His successor, Logan Thomas, could be just as good. Maybe better.

That hunch is meant not to saddle Thomas with grand expectations but to compliment his seamless transition from seldom-used, seldom-heard backup to face-of-the-program starter.

Yes, Saturday's opener against visiting Appalachian State marks Thomas' starting debut. And yes, he threw only 26 passes last season as a redshirt freshman.

But Thomas exudes excellence. He's comfortable in the Klieg lights, engaging but not boastful. And at 6-foot-6, 254 pounds, he commands a room.

"I think he's got a lot of the same qualities as Tyrod," coach Frank Beamer said earlier this month. "I think he's smart, competitive. … I think he's a very natural leader, great character, a lot of the same things as Tyrod, except he's … taller.

"Just like Tyrod was the right kind of guy to lead your football team, Logan is the right kind of guy to lead your football team."

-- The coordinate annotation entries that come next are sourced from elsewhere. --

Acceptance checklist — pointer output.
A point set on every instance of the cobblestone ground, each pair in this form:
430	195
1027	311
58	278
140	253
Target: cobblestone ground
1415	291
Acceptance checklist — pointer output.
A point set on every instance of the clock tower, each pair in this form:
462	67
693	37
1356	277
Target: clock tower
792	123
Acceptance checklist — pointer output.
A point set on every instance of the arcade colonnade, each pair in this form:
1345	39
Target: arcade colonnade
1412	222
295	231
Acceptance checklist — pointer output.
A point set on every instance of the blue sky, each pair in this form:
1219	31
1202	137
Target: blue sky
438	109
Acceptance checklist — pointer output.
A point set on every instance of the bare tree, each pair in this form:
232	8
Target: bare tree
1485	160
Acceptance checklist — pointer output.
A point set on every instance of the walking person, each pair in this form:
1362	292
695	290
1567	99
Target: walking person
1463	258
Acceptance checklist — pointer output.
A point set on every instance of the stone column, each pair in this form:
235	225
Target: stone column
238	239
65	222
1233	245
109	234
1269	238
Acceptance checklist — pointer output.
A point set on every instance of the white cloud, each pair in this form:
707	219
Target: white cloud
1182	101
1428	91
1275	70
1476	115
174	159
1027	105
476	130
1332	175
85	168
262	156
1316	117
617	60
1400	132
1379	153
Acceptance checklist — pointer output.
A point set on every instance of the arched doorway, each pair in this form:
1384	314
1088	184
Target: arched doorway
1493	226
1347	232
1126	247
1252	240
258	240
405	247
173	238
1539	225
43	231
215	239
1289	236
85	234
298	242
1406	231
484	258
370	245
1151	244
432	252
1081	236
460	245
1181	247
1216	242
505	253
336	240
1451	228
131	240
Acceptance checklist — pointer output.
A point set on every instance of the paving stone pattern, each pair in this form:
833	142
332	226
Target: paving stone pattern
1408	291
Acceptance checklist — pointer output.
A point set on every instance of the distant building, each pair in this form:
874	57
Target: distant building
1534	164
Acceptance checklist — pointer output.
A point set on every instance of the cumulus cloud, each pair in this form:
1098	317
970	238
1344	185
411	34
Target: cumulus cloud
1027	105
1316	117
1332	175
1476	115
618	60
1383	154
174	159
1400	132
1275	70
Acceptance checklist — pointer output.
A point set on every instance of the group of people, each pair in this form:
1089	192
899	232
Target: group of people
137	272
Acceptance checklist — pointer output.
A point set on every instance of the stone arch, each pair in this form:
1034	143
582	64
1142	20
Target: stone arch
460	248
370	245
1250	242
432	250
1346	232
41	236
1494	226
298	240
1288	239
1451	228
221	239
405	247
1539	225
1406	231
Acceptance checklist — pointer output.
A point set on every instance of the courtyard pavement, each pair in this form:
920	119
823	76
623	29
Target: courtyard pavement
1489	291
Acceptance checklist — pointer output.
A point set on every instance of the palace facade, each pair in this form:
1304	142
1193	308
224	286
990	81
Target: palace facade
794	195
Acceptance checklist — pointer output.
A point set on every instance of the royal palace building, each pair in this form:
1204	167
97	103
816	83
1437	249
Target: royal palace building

Taylor led by example but was a reluctant public spokesman. Thomas is more vocal, whether on the field or interview podium.

But if eloquence were the sole prerequisite for elite quarterbacks, Ronald Reagan and Barack Obama would have been Pro Bowlers instead of presidents.

Can Thomas play? Our only glimpse came last November at Miami. With Taylor groggy on the sideline after a jarring hit, Thomas threw a 24-yard rope to Danny Coale to convert a third-and-16.

"I caught that ball, and I think my immediate reaction was: 'Wow,' " Coale said. "I got hit pretty hard, but it wasn't because of the hit. It was because he stepped in there cold, poised as ever, and just delivered a strike. It was one of the better balls I've seen.

"He wants those situations. I know already he wants the situations, third-and-long, third-and-short, whatever it may be. He wants the ball in his hands."

But that was one play. What will happen when the Hokies are down 10 in the fourth quarter on the road?

"He's got to play through some stuff," Beamer said.

"We try to mess with him (in practice) a little here and there, give him a little disguise," safety Eddie Whitley said. "For the most part I can just see his vision, his composure, his accuracy, he already has the arm strength, everything is clicking. Everything is coming naturally to him. … We (aren't) surprised. We knew he was a special talent."

Recruited as a tight end out of Brookville High near Lynchburg, Thomas revealed himself when Tech coaches approached him in 2009, his redshirt year, about switching to quarterback.

"I didn't have any words at all when they told me that," Thomas said. "I was already part of the team, already part of the family. Once you're a part of the team, a part of the family, you do what you can to help the team and family win games."

Thomas didn't add the timeless "there is no I in team" adage, but you get the point. He is, at first blush, and much like Taylor, selfless.

"They're cut from the same mold," assistant coach Curt Newsome said. "There's none of the off-the-field issues that you might worry about (with some others)."